I’ve had my brother and one of my ex’s arrested. I’ve been arrested also. I was raped at 14 when i lost my virginity. I was gang banged at a party when i blacked out and found out the next morning when only 1 person remained and showed me the video.
I’ve become so explosive that I can’t control my outburst even when they are fully justified. It’s like I can’t handle anything anymore. I have the shakes 90% of the time, I can’t eat, I can’t sleep a full night. I’ve stopped taking all meds because I’m fedup of being a zombie but now I wish I had something to keep me calm so i drink to keep me calmer and happier. The only thing that helps right now. I dont see the point in living anymore as I’ve secluded myself from everyone and everything. I dont have any friends left that can support me. I don’t want to leave my home or be in public anymore. I’ve lost too much weight and it’s getting scary.

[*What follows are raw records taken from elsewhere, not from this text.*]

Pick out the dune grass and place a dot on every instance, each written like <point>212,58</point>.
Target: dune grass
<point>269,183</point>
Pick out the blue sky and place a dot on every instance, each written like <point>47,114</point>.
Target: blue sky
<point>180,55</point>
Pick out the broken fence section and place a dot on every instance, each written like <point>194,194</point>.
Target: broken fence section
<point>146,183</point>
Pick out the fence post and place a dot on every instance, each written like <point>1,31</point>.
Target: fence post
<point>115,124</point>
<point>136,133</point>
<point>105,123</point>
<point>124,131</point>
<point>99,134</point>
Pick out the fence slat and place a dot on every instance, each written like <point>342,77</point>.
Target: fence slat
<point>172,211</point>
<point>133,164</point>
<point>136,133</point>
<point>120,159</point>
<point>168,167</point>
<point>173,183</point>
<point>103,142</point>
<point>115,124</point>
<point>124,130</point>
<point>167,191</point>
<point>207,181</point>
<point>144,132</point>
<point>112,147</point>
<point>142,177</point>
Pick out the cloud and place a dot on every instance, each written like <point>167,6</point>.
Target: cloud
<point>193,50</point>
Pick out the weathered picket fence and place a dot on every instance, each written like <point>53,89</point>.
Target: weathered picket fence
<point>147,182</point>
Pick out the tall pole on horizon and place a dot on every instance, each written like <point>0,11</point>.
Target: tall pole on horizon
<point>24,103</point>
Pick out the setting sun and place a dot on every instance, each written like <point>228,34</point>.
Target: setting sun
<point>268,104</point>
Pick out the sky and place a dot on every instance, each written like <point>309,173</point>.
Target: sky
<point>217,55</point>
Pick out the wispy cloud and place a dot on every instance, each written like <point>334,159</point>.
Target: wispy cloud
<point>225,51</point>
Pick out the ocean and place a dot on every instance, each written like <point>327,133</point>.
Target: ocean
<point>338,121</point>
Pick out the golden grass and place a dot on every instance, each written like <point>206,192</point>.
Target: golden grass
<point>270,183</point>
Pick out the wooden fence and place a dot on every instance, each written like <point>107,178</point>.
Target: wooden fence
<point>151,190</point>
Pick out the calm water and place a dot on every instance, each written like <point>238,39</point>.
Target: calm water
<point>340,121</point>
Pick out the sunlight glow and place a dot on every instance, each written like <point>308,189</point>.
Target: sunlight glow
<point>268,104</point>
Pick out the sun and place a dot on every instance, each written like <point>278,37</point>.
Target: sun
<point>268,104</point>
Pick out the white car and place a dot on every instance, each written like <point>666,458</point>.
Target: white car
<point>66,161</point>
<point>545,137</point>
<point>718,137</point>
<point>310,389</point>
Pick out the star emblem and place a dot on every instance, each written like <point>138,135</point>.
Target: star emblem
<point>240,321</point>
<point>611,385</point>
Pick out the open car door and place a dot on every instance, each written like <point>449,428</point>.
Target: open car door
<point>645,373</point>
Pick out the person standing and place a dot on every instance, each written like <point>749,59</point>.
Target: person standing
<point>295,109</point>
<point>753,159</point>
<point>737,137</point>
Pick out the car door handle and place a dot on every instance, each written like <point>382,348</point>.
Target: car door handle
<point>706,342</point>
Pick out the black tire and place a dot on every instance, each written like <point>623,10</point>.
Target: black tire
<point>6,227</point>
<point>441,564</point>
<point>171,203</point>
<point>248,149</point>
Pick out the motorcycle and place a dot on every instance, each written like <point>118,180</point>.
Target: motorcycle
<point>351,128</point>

I hate my job although I am very good at it and can’t seem to think of anything I would want to do other than staying home and never leaving. Walking my dog is hard since i avoid contact with ppl and ppl tend to say i dont look sociable. So i let him out on my balcony to avoid being out in public.
I have scars from cutting myself, I wish I had the courage to end my life but i fear death and dont want to abandon my dog. When I am angry cutting myself is the first thing that comes to mind as it eases my anger rather than lashing out on someone or something else. It has been a while since I’ve done this though. I’m getting embarassed of the scars on my arms.
My adrenaline levels are always high and when I get aggitated they cause me to black out. I have OCD, BPD, anxiety, depression, low self esteem, and abandonment issues.
Sometimes i wonder if it’s because deep down i like being miserable because I cant remember when was the last time i ever truly felt happy rather than putting a facade that i am.